Charlie Wilson's War (15)
Before the Devil Knows You're Dead (15)

Spy story? Nope, more Afghan farce

Charlie Wilson's War tells the true story of how America secretly channelled arms to Afghanistan in the early 1980s, thus enabling the Mujahideen to repel the Soviet invaders. Based on George Crile's non-fiction book, it sounds as if it should be a knotty espionage thriller, but Mike Nichols stages it as a flippant farce, a decision that's understandable when you meet the three major players.

"Good Time" Charlie Wilson (Tom Hanks) is a hard-drinking, hedonistic congressman who staffs his office with busty models nicknamed "Charlie's Angels". He's converted to the Afghan cause by Joanne Herring (Julia Roberts), a super-rich Texan socialite who also happens to be an ambassador to Pakistan. And his link to the secret services is Gust Avrakotos (Philip Seymour Hoffman), a tubby, pompadoured CIA loose cannon who's almost as partial to booze and bad behaviour as Charlie is. But while its protagonists are larger than life, the action is disappointingly small scale. According to Charlie Wilson's War, setting up a billion-dollar international covert operation is easier than getting a local council to move a zebra crossing. All it takes is a few conversations – and Wilson's reprobate ways barely come into it.

The film is written by Aaron Sorkin, creator of The West Wing, which might explain why it seems more like a TV pilot than a superstar-studded blockbuster.
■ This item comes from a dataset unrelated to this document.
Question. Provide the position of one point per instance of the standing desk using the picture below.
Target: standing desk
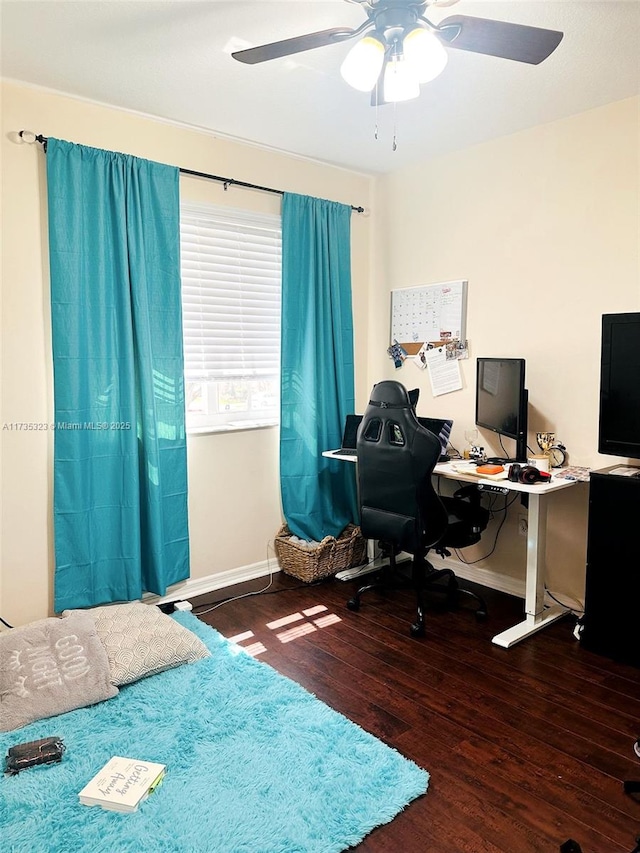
(537, 615)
Sorkin keeps using his trademark scenes of men striding down corridors firing statistics at each other, and the script glimmers with sparky dialogue, but it's neither rollicking enough to be a romp, nor serious enough to be a political docudrama. Maybe the men just aren't walking down those corridors fast enough. Or maybe the director, now 76, is getting too old to keep up the pace.

But he's a spring chicken compared to Sidney Lumet, whose latest film, Before the Devil Knows You're Dead, isn't what you might expect from an 83-year-old. A heist-gone-wrong thriller which relies on low-budget seediness, gutsy acting and Reservoir Dogs' time-shuffling, you'd assume it was the calling card of a young novice. Philip Seymour Hoffman co-stars again, this time as an accountant who talks his brother, Ethan Hawke, into robbing a suburban jeweller's shop – owned by their parents. But the brothers know it's insured, and security is lax, so what could go wrong? Everything, of course – whereupon, the story hops back and forth to the days just before and just after the robbery, sometimes showing events from Hoffman's point of view, sometimes from Hawke's, sometimes from the perspective of their father, Albert Finney.

It's intriguing to see the desperate brothers dig themselves into an ever deeper hole, but soon the narrative see-sawing does nothing but stall the momentum. Eventually it becomes apparent that the chronological gimmickry is there to add contours to a bleak plot that otherwise follows a direct route from bad to worse.